Update 12-11: Sunday, March 11, 2012.

"A Letter on Immigration to George Brewer in Girard, KS from Eugene V. Debs in Terre Haute, IN." [circa May 19, 1910]  This bitter attack on the racist majority report of the Socialist Party's Committee on Immigration, defeated at the 1910 "National Congress" of the Socialist Party was intended by its recipient to have been read to the assembled delegates, but permission from Debs was received too late. Alternatively, the article was published in the pages of the left wing Chicago Socialist monthly, the International Socialist Review. Debs charges the majority report with being "utterly unsocialistic, reactionary, and in truth outrageous" and urges Brewer to use all his power in opposing its endorsement of exclusionary immigration law which would continue to bar new arrivals from China, Japan, and other Asian countries. "These poor slaves have just as good a right to enter here as even the authors of this report who now seek to exclude them. The only difference is that the latter had the advantage of a little education and had not been so cruelly ground and oppressed, but in point of principle there is no difference, the motive of all being precisely the same, and if the convention which meets in the name of Socialism should discriminate at all it should be in favor of the miserable races who have borne the heaviest burdens and are most nearly crushed to the earth," Debs declares. A written reply would be made to this letter of Debs by Chairman of the Committee on Immigration, Ernest Untermann, in August 1910.
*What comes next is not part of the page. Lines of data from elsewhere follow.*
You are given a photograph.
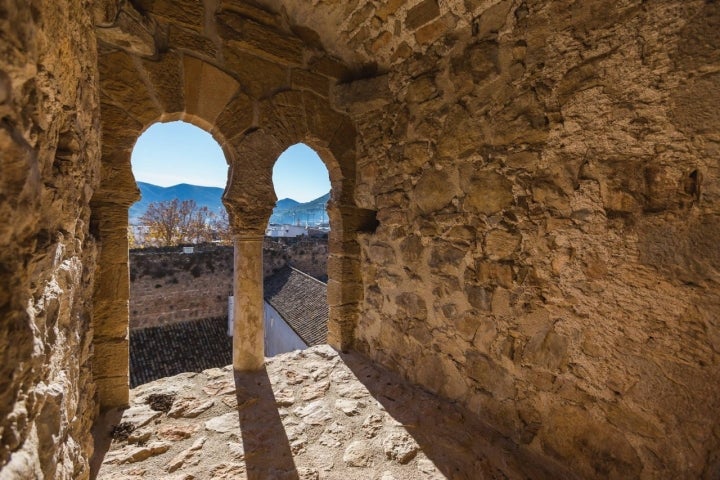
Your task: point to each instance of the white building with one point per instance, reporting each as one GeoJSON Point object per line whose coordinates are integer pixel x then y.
{"type": "Point", "coordinates": [296, 312]}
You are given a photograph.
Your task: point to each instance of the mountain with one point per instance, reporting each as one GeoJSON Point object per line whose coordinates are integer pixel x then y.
{"type": "Point", "coordinates": [286, 210]}
{"type": "Point", "coordinates": [204, 197]}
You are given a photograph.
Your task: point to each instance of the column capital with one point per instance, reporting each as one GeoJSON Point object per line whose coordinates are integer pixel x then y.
{"type": "Point", "coordinates": [245, 237]}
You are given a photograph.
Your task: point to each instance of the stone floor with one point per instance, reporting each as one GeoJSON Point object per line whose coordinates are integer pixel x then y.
{"type": "Point", "coordinates": [314, 414]}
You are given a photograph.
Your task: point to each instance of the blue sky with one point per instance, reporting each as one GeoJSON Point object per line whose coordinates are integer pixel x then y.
{"type": "Point", "coordinates": [176, 152]}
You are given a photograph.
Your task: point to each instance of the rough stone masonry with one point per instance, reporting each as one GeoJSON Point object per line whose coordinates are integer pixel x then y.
{"type": "Point", "coordinates": [525, 205]}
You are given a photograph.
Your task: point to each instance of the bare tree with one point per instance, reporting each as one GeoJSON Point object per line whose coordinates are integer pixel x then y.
{"type": "Point", "coordinates": [221, 228]}
{"type": "Point", "coordinates": [174, 222]}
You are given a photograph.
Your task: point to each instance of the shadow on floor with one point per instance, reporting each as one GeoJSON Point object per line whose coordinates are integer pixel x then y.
{"type": "Point", "coordinates": [267, 449]}
{"type": "Point", "coordinates": [102, 437]}
{"type": "Point", "coordinates": [459, 444]}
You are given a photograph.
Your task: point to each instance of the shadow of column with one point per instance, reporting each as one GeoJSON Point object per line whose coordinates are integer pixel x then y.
{"type": "Point", "coordinates": [267, 449]}
{"type": "Point", "coordinates": [102, 437]}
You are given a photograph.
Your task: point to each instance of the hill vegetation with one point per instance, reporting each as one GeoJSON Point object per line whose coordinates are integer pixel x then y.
{"type": "Point", "coordinates": [286, 210]}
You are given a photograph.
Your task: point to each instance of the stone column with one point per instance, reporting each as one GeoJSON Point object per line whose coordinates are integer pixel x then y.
{"type": "Point", "coordinates": [248, 347]}
{"type": "Point", "coordinates": [111, 307]}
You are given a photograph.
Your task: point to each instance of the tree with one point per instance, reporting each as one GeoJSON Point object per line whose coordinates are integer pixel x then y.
{"type": "Point", "coordinates": [174, 222]}
{"type": "Point", "coordinates": [221, 228]}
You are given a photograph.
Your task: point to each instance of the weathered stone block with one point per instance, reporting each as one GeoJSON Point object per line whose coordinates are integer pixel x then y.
{"type": "Point", "coordinates": [187, 39]}
{"type": "Point", "coordinates": [187, 12]}
{"type": "Point", "coordinates": [488, 193]}
{"type": "Point", "coordinates": [207, 90]}
{"type": "Point", "coordinates": [422, 13]}
{"type": "Point", "coordinates": [500, 244]}
{"type": "Point", "coordinates": [246, 66]}
{"type": "Point", "coordinates": [260, 40]}
{"type": "Point", "coordinates": [592, 447]}
{"type": "Point", "coordinates": [237, 117]}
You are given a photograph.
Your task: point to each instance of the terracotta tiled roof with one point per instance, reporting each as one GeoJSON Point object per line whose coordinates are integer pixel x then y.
{"type": "Point", "coordinates": [302, 302]}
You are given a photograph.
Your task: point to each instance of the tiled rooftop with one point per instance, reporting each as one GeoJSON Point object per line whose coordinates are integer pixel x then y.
{"type": "Point", "coordinates": [192, 346]}
{"type": "Point", "coordinates": [302, 302]}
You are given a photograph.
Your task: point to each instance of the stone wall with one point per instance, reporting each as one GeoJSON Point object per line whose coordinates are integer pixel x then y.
{"type": "Point", "coordinates": [49, 161]}
{"type": "Point", "coordinates": [546, 181]}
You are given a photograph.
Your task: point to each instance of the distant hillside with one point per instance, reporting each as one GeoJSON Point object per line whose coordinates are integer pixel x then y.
{"type": "Point", "coordinates": [289, 211]}
{"type": "Point", "coordinates": [286, 210]}
{"type": "Point", "coordinates": [203, 196]}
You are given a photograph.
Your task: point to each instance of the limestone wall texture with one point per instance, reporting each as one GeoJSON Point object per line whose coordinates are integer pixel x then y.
{"type": "Point", "coordinates": [49, 161]}
{"type": "Point", "coordinates": [546, 181]}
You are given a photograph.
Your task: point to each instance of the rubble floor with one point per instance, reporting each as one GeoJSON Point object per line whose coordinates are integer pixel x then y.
{"type": "Point", "coordinates": [312, 414]}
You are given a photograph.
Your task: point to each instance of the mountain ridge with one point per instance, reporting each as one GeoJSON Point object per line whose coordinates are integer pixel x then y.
{"type": "Point", "coordinates": [286, 210]}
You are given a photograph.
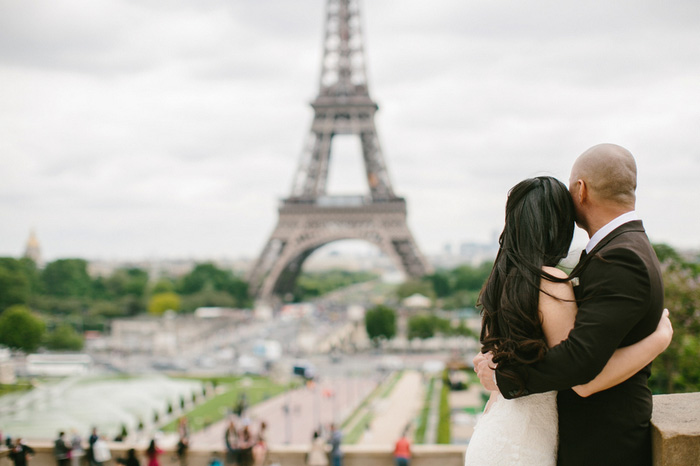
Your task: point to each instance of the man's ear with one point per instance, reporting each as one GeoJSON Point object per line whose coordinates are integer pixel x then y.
{"type": "Point", "coordinates": [583, 193]}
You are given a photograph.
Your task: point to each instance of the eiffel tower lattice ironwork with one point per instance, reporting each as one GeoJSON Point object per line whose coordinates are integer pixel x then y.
{"type": "Point", "coordinates": [309, 218]}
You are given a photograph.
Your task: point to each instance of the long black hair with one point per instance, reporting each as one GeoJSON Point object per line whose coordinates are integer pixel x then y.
{"type": "Point", "coordinates": [538, 231]}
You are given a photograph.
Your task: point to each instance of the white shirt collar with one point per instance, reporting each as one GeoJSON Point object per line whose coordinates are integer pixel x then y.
{"type": "Point", "coordinates": [607, 229]}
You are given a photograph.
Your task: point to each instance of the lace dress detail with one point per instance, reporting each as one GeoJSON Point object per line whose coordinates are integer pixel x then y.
{"type": "Point", "coordinates": [518, 432]}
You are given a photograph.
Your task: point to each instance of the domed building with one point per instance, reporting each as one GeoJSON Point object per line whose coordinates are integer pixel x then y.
{"type": "Point", "coordinates": [33, 250]}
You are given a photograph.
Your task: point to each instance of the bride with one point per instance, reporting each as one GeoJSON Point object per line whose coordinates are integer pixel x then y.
{"type": "Point", "coordinates": [528, 307]}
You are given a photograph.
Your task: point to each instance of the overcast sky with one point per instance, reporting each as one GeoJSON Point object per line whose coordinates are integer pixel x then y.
{"type": "Point", "coordinates": [171, 128]}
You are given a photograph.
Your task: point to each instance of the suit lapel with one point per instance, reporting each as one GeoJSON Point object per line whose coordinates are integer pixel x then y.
{"type": "Point", "coordinates": [635, 225]}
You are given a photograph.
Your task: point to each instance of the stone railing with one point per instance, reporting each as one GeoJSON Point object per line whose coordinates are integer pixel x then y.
{"type": "Point", "coordinates": [675, 442]}
{"type": "Point", "coordinates": [675, 432]}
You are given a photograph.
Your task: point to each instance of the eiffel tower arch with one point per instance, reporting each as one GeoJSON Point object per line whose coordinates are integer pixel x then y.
{"type": "Point", "coordinates": [310, 218]}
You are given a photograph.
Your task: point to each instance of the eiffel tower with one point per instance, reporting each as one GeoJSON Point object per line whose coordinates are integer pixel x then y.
{"type": "Point", "coordinates": [309, 218]}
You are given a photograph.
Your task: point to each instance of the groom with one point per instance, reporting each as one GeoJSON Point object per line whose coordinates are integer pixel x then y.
{"type": "Point", "coordinates": [619, 292]}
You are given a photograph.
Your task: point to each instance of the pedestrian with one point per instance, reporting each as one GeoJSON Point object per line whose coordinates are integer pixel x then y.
{"type": "Point", "coordinates": [91, 442]}
{"type": "Point", "coordinates": [100, 451]}
{"type": "Point", "coordinates": [61, 451]}
{"type": "Point", "coordinates": [183, 442]}
{"type": "Point", "coordinates": [130, 460]}
{"type": "Point", "coordinates": [215, 460]}
{"type": "Point", "coordinates": [76, 448]}
{"type": "Point", "coordinates": [317, 455]}
{"type": "Point", "coordinates": [402, 450]}
{"type": "Point", "coordinates": [335, 439]}
{"type": "Point", "coordinates": [152, 453]}
{"type": "Point", "coordinates": [20, 453]}
{"type": "Point", "coordinates": [245, 445]}
{"type": "Point", "coordinates": [260, 447]}
{"type": "Point", "coordinates": [231, 441]}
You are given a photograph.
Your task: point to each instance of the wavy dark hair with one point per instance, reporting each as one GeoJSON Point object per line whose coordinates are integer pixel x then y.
{"type": "Point", "coordinates": [538, 231]}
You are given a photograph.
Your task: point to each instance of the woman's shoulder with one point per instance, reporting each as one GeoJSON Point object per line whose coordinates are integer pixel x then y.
{"type": "Point", "coordinates": [555, 272]}
{"type": "Point", "coordinates": [556, 290]}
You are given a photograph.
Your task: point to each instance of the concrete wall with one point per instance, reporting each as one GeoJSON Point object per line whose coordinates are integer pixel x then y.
{"type": "Point", "coordinates": [294, 455]}
{"type": "Point", "coordinates": [675, 442]}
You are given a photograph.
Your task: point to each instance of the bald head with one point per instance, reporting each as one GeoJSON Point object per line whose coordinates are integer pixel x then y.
{"type": "Point", "coordinates": [610, 173]}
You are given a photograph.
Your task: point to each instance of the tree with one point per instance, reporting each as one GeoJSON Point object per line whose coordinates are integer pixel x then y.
{"type": "Point", "coordinates": [380, 322]}
{"type": "Point", "coordinates": [162, 302]}
{"type": "Point", "coordinates": [411, 287]}
{"type": "Point", "coordinates": [64, 337]}
{"type": "Point", "coordinates": [208, 277]}
{"type": "Point", "coordinates": [67, 278]}
{"type": "Point", "coordinates": [20, 329]}
{"type": "Point", "coordinates": [677, 369]}
{"type": "Point", "coordinates": [426, 326]}
{"type": "Point", "coordinates": [14, 284]}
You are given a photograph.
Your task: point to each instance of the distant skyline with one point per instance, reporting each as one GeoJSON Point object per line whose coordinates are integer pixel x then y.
{"type": "Point", "coordinates": [171, 129]}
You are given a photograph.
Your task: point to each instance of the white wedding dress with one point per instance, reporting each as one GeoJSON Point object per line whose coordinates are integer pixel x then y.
{"type": "Point", "coordinates": [518, 432]}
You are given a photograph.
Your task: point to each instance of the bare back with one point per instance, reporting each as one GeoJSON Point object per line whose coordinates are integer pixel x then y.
{"type": "Point", "coordinates": [557, 307]}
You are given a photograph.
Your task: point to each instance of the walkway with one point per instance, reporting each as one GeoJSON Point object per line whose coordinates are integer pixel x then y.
{"type": "Point", "coordinates": [329, 401]}
{"type": "Point", "coordinates": [393, 413]}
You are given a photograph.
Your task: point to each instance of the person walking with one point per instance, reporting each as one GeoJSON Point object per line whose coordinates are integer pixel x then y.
{"type": "Point", "coordinates": [402, 450]}
{"type": "Point", "coordinates": [100, 451]}
{"type": "Point", "coordinates": [317, 455]}
{"type": "Point", "coordinates": [91, 442]}
{"type": "Point", "coordinates": [20, 453]}
{"type": "Point", "coordinates": [152, 453]}
{"type": "Point", "coordinates": [61, 450]}
{"type": "Point", "coordinates": [335, 439]}
{"type": "Point", "coordinates": [76, 448]}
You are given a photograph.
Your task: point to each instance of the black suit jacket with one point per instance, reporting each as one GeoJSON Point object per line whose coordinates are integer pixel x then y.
{"type": "Point", "coordinates": [620, 301]}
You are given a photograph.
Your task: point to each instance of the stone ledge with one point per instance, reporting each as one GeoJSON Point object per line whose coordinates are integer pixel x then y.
{"type": "Point", "coordinates": [675, 430]}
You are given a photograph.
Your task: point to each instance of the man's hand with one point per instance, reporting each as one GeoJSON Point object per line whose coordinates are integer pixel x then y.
{"type": "Point", "coordinates": [484, 368]}
{"type": "Point", "coordinates": [664, 329]}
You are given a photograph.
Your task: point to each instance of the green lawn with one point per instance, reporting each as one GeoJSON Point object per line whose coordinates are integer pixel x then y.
{"type": "Point", "coordinates": [215, 409]}
{"type": "Point", "coordinates": [419, 436]}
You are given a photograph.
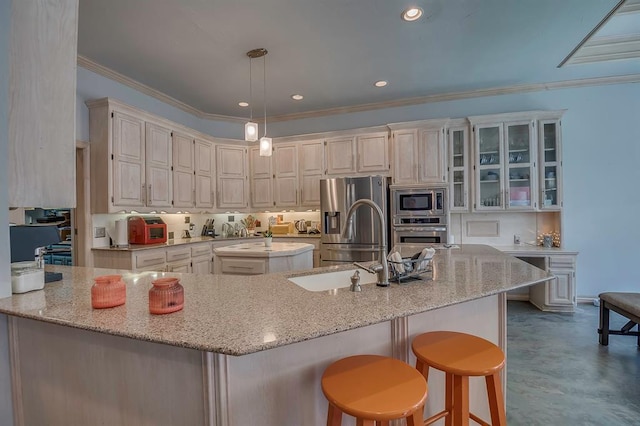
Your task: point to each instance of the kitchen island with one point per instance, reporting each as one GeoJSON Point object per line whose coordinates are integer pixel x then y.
{"type": "Point", "coordinates": [244, 350]}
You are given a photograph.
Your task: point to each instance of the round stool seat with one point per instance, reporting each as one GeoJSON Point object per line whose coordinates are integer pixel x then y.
{"type": "Point", "coordinates": [460, 356]}
{"type": "Point", "coordinates": [458, 353]}
{"type": "Point", "coordinates": [374, 387]}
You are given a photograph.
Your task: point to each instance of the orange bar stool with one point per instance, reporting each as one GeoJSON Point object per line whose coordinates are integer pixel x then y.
{"type": "Point", "coordinates": [460, 356]}
{"type": "Point", "coordinates": [374, 388]}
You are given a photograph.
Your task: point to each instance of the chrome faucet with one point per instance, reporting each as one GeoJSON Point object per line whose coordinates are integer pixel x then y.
{"type": "Point", "coordinates": [381, 270]}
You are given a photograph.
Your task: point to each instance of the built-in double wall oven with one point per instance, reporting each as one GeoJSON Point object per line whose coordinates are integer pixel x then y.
{"type": "Point", "coordinates": [419, 214]}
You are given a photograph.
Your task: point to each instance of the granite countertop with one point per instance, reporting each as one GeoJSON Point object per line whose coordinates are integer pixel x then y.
{"type": "Point", "coordinates": [194, 240]}
{"type": "Point", "coordinates": [524, 249]}
{"type": "Point", "coordinates": [239, 315]}
{"type": "Point", "coordinates": [258, 249]}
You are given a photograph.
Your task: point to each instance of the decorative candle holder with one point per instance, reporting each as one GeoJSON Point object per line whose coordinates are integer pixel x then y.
{"type": "Point", "coordinates": [108, 291]}
{"type": "Point", "coordinates": [166, 296]}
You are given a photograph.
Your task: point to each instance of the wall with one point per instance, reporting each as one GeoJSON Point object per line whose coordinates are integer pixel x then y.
{"type": "Point", "coordinates": [6, 410]}
{"type": "Point", "coordinates": [601, 152]}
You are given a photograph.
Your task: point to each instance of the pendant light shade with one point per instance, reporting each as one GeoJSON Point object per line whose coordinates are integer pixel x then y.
{"type": "Point", "coordinates": [265, 146]}
{"type": "Point", "coordinates": [251, 131]}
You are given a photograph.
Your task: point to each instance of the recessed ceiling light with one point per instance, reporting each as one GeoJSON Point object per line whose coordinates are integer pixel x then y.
{"type": "Point", "coordinates": [412, 14]}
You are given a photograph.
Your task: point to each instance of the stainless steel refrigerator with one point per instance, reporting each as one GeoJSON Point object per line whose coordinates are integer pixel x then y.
{"type": "Point", "coordinates": [336, 196]}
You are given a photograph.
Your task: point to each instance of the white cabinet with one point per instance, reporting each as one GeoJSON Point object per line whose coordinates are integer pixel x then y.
{"type": "Point", "coordinates": [340, 155]}
{"type": "Point", "coordinates": [158, 160]}
{"type": "Point", "coordinates": [183, 176]}
{"type": "Point", "coordinates": [311, 156]}
{"type": "Point", "coordinates": [261, 179]}
{"type": "Point", "coordinates": [285, 162]}
{"type": "Point", "coordinates": [458, 149]}
{"type": "Point", "coordinates": [41, 100]}
{"type": "Point", "coordinates": [128, 161]}
{"type": "Point", "coordinates": [372, 153]}
{"type": "Point", "coordinates": [558, 294]}
{"type": "Point", "coordinates": [359, 154]}
{"type": "Point", "coordinates": [232, 174]}
{"type": "Point", "coordinates": [204, 174]}
{"type": "Point", "coordinates": [419, 154]}
{"type": "Point", "coordinates": [504, 162]}
{"type": "Point", "coordinates": [550, 160]}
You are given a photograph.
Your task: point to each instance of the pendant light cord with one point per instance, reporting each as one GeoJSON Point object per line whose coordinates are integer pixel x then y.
{"type": "Point", "coordinates": [264, 79]}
"A Reply to Debs," by Ernest Untermann [Aug. 20, 1910]  A spirited defense of the Socialist Party's racist resolution immigration policy by Chairman of the Committee on Immigration Ernest Untermann. In response to a letter to the editor of the radical International Socialist Review by Gene Debs castigating the Socialist Party's majority report on immigration as "unsocialistic, reactionary, and in truth outrageous," Untermann responds by charging Debs with failure to examine and refute the propositions behind the policy. "Mere invective and sentimental oratory will not refute facts," Untermann declares. While proclaiming that the reason for Asian exclusion is not "ON ACCOUNT OF THEIR RACE," Untermann makes his case for exclusion of Asian immigrants based on race, declaring Asians inassimilable (unlike European immigrants), inflammatory to already difficult black-white race relations that make Socialist and trade union organizing difficult in the South, a factor which contributes to replacing the primacy of the class struggle with diversionary racial issues, and a benefit only to the capitalists who consciously make use of cheap Asian immigrant labor against (white) American workers. Untermann demands an explicit reply of Debs on these matters.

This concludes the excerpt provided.